Selection from F. C. Copleston, Aquinas
(Baltimore, MD: Penguin Books, 1955), 86.
In every material thing or substance there are two distinguishable constitutive principles. [Footnote: The word 'element might suggest chemical element and so be misleading. By calling matter and form 'principles,' Aquinas means that they are the primary co-constituents of a material thing. The word is obviously not being used in the sense of a logical principle; nor does it refer to observable chemical elements. Matter and form are 'principles of being' (principia entis); they are not themselves physical entities.] One of these he called 'substantial form.' In the case of an oak tree, for example, the substantial form, corresponding to Aristotle's 'entelechy' is the determining principle which makes the oak tree what it is. This form must not, of course, be confused with the outward shape or figure of the tree: it is an immanent constitutive principle of activity which makes the oak tree an oak tree, stamping it, as it were, as this particular kind of organism and determining it to act as a totality in certain specified ways. But what is it that the substantial form of the oak tree 'informs' or determines? We might be inclined to answer that it is the matter of the tree, meaning by this the visible material which can be chemically analyzed. But ultimately, Aquinas thought, we must arrive at the concept of a purely indeterminate potential element which has no definite form of its own and no definite characteristics. This he called 'first matter' (materia prima). Visible matter, secondary matter, is already informed and possesses determinate characteristics; but if we think away all forms and all determinate characteristics we arrive at the notion of a purely indeterminate constitutive principle which is capable of existing successively in union with an indefinite multiplicity of forms.

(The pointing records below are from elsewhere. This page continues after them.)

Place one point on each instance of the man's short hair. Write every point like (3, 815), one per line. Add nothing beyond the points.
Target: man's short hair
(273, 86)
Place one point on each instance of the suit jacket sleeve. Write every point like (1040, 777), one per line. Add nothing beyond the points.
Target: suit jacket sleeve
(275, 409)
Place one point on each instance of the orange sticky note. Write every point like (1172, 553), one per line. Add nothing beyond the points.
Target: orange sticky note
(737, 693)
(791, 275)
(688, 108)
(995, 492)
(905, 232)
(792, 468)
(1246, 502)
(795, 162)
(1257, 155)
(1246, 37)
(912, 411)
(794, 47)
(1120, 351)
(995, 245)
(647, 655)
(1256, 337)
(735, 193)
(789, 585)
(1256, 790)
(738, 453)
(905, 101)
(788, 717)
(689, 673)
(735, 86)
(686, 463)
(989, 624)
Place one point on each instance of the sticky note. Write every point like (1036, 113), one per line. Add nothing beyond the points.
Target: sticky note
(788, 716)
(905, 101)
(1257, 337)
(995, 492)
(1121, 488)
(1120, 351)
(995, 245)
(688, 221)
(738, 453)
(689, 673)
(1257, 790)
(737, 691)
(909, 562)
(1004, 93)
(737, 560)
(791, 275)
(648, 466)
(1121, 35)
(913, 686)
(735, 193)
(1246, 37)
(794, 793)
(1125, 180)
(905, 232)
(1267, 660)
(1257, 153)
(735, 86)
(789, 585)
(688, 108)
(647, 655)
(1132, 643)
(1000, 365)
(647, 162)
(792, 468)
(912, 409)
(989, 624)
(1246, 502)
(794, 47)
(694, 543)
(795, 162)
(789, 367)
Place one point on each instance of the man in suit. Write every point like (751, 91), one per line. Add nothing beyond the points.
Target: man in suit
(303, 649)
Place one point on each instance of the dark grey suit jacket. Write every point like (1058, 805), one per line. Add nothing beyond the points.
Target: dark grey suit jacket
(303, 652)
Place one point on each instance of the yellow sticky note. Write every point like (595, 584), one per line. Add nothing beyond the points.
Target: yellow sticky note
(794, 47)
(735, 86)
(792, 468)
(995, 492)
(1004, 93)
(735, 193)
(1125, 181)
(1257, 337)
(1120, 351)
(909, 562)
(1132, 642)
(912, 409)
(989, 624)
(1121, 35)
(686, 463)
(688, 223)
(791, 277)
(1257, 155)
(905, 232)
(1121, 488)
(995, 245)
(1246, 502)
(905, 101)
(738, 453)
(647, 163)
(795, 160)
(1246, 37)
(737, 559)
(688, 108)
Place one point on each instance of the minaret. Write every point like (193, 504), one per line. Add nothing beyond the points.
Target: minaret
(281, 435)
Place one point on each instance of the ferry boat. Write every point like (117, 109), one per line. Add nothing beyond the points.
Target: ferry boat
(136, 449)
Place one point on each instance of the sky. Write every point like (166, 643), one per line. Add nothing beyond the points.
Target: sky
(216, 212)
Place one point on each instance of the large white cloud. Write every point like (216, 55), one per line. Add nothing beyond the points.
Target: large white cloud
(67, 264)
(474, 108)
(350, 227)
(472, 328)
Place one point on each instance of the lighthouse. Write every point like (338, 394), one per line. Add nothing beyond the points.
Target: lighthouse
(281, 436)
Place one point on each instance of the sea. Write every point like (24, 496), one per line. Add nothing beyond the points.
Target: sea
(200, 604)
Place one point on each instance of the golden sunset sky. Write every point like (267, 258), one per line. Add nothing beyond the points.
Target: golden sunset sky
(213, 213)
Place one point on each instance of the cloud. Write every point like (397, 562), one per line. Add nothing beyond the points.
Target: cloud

When the oak tree perishes, its substantial form disappears, relapsing into the potentiality of matter, but the first matter of the tree does not disappear. It does not, and indeed cannot, exist by itself; for any existent material substance is something definite and determinate. When the oak tree perishes, the matter immediately exists under another form or forms. When a human being dies and his body disintegrates, the matter is at once informed by other forms. But there is continuity, and it is the first matter which is the element of continuity.
According to Aquinas, therefore, every material thing or substance is composed of substantial form and first matter. Neither principle is itself a thing or substance; the two together are the component principles of a substance. And it is only of the substance that we can properly say that it exists. 'Matter cannot be said to be; it is the substance itself which exists' (C. G. 2,54).